Säurereflux und Mikro-Erweckungen

Bluthochdruck

Erhöhte nächtliche Herzbelastung

Das Herz kommt nicht zur Ruhe, solange das Verdauungssystem auf Hochtouren läuft.

Was zu tun:

Das Abendessen sollte mindestens 3 Stunden vor dem Schlafengehen eingenommen werden.

Wählen Sie leichte Mahlzeiten.

Vermeiden Sie abends frittierte Speisen, Fette und Zucker.

Wenn Sie hungrig sind, wählen Sie etwas sehr Leichtes.

5. Chronischer Schlafentzug

Regelmäßig weniger als 6 Stunden pro Nacht zu schlafen, ist einer der am meisten unterschätzten Risikofaktoren für Herz-Kreislauf-Erkrankungen.

Schlafmangel verursacht:

Anhaltender Bluthochdruck

Chronische Entzündung

Insulinresistenz

Erhöhte Cortisolwerte

Erhöhtes Risiko für Herzinfarkt und Schlaganfall

Schlaf ist keine verlorene Zeit. Im Schlaf regeneriert sich der Körper.

Was zu tun

Priorisieren Sie 7 bis 9 Stunden Schlaf.

Halten Sie regelmäßige Schlafzeiten ein.

Schaffe dir ein entspannendes Abendritual.

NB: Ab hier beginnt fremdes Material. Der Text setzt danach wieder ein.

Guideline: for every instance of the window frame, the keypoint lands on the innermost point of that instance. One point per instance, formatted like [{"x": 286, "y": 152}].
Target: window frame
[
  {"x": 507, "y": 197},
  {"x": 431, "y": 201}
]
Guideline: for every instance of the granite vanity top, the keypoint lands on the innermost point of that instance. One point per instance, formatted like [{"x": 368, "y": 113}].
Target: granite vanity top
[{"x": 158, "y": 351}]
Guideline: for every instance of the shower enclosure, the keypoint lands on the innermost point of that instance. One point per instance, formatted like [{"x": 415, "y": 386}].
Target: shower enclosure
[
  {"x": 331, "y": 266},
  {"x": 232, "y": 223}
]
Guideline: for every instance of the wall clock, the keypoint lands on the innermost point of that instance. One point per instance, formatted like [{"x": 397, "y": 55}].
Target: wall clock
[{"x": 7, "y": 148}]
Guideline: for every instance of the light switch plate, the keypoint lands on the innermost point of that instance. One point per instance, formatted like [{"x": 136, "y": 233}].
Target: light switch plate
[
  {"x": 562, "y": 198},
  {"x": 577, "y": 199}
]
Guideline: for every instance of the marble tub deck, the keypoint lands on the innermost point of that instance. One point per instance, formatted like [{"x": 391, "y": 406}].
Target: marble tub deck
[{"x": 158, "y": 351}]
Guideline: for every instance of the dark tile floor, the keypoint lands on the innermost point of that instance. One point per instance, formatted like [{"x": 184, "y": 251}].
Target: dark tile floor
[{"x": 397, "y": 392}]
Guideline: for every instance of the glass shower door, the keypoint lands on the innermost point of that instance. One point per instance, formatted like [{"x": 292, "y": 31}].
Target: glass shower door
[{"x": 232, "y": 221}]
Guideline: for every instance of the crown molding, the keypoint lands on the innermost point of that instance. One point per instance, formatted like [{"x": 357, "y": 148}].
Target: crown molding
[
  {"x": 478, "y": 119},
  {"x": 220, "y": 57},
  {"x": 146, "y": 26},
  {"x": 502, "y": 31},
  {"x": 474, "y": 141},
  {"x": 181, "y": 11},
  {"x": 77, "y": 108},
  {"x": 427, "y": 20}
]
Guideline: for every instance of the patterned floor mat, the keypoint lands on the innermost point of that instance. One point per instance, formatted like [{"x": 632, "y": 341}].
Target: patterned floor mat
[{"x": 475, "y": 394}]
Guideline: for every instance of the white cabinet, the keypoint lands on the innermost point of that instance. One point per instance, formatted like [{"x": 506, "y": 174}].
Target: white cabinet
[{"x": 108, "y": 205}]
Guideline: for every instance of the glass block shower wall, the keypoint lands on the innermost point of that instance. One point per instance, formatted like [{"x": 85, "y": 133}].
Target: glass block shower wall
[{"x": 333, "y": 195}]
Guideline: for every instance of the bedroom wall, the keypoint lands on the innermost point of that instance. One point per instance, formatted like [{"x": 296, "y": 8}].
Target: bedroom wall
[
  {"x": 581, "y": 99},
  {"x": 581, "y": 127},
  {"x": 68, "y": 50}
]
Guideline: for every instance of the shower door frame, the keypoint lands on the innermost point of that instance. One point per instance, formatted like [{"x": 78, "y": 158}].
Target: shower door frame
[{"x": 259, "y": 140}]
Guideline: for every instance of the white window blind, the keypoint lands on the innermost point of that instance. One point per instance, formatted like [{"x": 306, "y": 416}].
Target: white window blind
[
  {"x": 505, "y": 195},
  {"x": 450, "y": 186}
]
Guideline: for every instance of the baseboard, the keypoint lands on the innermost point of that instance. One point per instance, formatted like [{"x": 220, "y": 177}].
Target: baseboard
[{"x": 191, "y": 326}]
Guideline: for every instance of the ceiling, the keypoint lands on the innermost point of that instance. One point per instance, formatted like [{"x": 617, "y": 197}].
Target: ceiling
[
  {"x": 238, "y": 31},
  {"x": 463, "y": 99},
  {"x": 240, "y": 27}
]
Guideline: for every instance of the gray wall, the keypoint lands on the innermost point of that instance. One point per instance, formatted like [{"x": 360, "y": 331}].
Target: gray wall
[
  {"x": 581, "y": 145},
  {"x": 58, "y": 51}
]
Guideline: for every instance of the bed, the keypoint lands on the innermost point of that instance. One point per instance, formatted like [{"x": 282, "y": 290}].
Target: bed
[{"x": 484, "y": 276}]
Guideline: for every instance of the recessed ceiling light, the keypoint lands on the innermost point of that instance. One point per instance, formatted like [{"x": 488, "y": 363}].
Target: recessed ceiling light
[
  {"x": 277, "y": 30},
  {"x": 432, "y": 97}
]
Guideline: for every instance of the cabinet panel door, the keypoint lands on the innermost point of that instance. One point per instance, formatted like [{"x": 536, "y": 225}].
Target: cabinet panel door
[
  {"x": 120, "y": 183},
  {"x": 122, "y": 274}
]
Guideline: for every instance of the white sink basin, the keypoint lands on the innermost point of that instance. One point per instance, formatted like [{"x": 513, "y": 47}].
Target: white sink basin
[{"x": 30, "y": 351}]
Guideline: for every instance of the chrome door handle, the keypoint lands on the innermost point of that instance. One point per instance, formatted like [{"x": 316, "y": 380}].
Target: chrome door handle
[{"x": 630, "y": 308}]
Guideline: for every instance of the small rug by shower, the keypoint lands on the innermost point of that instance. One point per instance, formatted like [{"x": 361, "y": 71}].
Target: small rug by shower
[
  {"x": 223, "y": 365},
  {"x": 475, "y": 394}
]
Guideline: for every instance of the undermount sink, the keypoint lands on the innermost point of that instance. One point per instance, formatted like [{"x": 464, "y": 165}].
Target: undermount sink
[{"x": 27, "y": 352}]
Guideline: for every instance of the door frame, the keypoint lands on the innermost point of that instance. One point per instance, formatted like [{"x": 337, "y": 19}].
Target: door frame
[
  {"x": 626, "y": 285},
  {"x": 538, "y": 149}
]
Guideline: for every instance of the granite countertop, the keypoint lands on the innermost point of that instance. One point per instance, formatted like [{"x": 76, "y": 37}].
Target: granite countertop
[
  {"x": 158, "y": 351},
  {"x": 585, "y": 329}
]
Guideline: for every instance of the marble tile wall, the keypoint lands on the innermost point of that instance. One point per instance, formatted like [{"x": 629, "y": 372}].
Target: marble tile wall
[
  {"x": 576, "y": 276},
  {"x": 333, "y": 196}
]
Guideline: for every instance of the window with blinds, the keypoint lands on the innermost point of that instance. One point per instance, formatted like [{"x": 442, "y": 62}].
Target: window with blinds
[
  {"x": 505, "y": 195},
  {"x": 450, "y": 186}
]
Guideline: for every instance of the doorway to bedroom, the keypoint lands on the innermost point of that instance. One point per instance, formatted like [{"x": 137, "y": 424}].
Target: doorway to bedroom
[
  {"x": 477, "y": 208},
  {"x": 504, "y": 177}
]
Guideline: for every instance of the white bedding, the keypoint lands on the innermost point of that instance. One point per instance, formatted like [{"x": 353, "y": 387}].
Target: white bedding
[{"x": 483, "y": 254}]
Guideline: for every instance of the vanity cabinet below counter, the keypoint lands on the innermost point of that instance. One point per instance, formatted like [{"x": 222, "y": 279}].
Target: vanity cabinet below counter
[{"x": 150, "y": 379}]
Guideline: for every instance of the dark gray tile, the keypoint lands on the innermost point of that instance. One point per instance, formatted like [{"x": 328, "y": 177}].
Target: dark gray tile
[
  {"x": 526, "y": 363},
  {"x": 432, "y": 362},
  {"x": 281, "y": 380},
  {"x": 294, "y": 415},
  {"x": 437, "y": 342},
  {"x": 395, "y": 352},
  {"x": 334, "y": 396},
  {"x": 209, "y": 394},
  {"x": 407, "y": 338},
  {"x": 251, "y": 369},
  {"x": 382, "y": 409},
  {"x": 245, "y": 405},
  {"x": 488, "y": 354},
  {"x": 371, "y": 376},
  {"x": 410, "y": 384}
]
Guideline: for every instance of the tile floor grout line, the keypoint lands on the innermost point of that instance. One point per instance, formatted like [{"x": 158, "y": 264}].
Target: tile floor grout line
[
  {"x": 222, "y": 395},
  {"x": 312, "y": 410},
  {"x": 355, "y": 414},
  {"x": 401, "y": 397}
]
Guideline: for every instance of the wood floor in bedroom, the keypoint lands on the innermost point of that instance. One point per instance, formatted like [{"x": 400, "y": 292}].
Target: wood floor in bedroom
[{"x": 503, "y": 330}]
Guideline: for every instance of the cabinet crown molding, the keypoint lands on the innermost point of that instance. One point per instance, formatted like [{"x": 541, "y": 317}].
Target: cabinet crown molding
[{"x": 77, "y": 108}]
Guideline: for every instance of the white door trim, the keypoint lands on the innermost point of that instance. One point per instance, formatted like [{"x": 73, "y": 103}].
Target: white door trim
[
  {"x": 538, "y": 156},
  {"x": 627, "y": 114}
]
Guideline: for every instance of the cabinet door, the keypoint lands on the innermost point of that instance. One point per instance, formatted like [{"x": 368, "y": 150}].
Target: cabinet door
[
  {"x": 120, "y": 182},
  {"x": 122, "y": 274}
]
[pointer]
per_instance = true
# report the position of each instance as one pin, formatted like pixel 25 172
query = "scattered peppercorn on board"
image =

Schützen Sie Ihre Ruhezeit als Grundbedürfnis.

Abschließende Tipps und Empfehlungen

Das Schlafen auf der Seite kann bei Menschen mit Schlafapnoe Leben retten.

Hinterfragen Sie stets den langfristigen Gebrauch von Schlaftabletten.

Ein kühles Schlafzimmer ist ein Gesundheitsförderer, kein Luxus.

Ein frühes, leichtes Abendessen reduziert die nächtliche Herzbelastung

Ausreichend Schlaf ist eine der wirksamsten Methoden, um Herz-Kreislauf-Erkrankungen vorzubeugen.

Kleine, nachhaltige Veränderungen haben eine enorme langfristige Wirkung.

Viele Herzinfarkte und Schlaganfälle ereignen sich nicht tagsüber, sondern unbemerkt im Schlaf. Die gute Nachricht: Dieses Risiko lässt sich durch einfache Änderungen der Schlafgewohnheiten deutlich reduzieren. Ausreichend Schlaf ist kein Luxus und keine Zeitverschwendung, sondern eine der wichtigsten Entscheidungen, die Sie zum Schutz Ihrer Gesundheit treffen können.